None of this was new, it just became amplified. There was an urgency in needing to have something to do with yourself amid so much uncertainty. What we sought was part distraction, part entertainment, part trying to ignore that gooey, half-panicked sense of doom poured like a rich demi-glace over the undercooked meatloaf of daily life that threatened to go bad at any moment.
But for all the plugging in, for all the leaning into keeping the mind entertained at all times with music, TV and movies, podcasts, and audiobooks, the importance of balancing this with unplugged periods quickly became apparent. You can’t eat every waking moment of the day, and nor can your mind healthily digest endless input. Periods of quiet, times of refusing entertainment, were and are essential.
One option: a photo walk. It’s something to do, but you have to do it yourself. You can’t pipe it in through your headphones or watch it unfold on a screen. If you don’t put in the effort, it doesn’t happen.
Pick a place and head out, camera in hand. Aim for quiet, avoid entertainment. Even better, embrace boredom and let it sit, however awkward it may feel, until you find your way out of it through something you find interesting, something to study with the camera.
There is no set way for this to unfold. It happens differently every time, and no one way is better than any other. You may walk for hours, finding nothing, or the steady rhythm of footsteps may stop abruptly close to home.

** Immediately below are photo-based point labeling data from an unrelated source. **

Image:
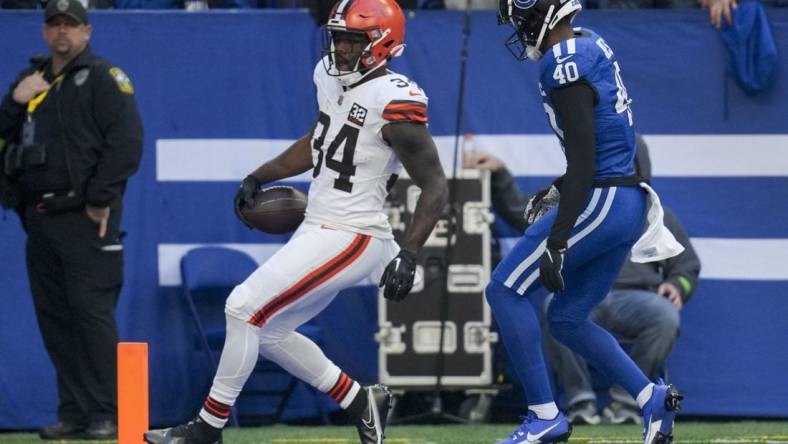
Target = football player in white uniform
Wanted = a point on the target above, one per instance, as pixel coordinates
(371, 122)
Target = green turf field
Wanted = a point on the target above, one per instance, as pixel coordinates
(686, 432)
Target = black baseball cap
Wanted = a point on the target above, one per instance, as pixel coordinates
(71, 8)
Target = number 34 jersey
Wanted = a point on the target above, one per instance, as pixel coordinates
(353, 166)
(587, 58)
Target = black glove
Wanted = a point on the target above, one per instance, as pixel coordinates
(398, 276)
(540, 203)
(245, 197)
(550, 270)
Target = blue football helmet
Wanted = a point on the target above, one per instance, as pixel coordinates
(532, 20)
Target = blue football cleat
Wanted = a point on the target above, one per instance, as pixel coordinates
(659, 412)
(540, 431)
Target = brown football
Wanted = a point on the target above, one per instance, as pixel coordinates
(276, 210)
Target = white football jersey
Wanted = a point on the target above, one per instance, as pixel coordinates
(354, 167)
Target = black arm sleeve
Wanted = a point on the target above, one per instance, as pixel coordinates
(682, 270)
(507, 199)
(11, 113)
(574, 105)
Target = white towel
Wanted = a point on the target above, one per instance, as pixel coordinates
(657, 242)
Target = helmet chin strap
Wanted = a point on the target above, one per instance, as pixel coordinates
(353, 77)
(533, 52)
(350, 78)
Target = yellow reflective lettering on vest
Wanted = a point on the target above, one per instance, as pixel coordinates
(123, 81)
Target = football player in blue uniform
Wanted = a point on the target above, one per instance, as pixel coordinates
(576, 249)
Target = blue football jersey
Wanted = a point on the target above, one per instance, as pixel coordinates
(587, 58)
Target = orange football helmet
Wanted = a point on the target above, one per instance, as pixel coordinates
(381, 22)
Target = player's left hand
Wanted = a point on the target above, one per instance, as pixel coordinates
(550, 270)
(99, 215)
(669, 291)
(245, 197)
(397, 279)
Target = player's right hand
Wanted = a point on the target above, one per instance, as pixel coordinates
(550, 270)
(540, 203)
(29, 87)
(245, 197)
(397, 279)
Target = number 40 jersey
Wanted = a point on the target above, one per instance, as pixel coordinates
(353, 167)
(588, 59)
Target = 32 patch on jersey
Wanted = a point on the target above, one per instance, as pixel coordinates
(357, 114)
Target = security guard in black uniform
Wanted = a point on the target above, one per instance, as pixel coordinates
(70, 137)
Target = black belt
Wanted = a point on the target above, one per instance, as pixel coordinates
(53, 202)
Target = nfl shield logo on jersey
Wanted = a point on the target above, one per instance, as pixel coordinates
(357, 114)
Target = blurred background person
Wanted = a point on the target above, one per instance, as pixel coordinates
(74, 137)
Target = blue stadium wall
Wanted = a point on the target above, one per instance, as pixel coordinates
(221, 92)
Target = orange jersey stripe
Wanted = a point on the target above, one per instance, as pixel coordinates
(405, 117)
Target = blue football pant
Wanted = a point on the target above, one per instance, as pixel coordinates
(611, 222)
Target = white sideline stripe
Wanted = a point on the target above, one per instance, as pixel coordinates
(728, 259)
(708, 155)
(731, 259)
(170, 256)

An initial image, made tentatively, helps to swing open the adjacent doors of perception and interpretation. Closer examination of the scene leads to more refined compositions and variations until you naturally feel that it is time to move on.
Wandering, seeking images, closely observing the world and looking for what it has to share.
Focus builds, the mind quiets, the world expands. Walking, pausing, photographing. The best images are felt more than seen, and guided by a part of the mind hidden beyond the borders of consciousness. You don’t take such pictures—they are received as gifts channeled through you.
It’s not a trance state, but certainly something elevated. Flow or something near to it, a clarity of perception blended with an intense curiosity and the simultaneous joy of both creative challenge and its successful resolution in finding new ways of seeing.
Whatever you want to call it, this state is wonderful but tiring, and cannot be sustained indefinitely. In time, it naturally subsides. Your focus dissolves, along with the urge to keep seeking more images. When this happens, it is time to rest.
This kind of rest is a sort that must be earned, in that it only exists on the far side of intense focus. It is found only after the work is done.
So you sit on a bench or a riverbank, or perhaps find a bit of grass where you can lie down. And the mind, which might normally have so much trouble keeping quiet, naturally settles into a restful near-silence for a time.
Afterwards, you are free to continue wandering or to engage in something with a more specific purpose. Regardless of what comes next, the benefit of having engaged in that exercise is carried with you. A fragment of quiet and purposeful activity embedded firmly in a day otherwise unfocused and embroidered with uncertainty.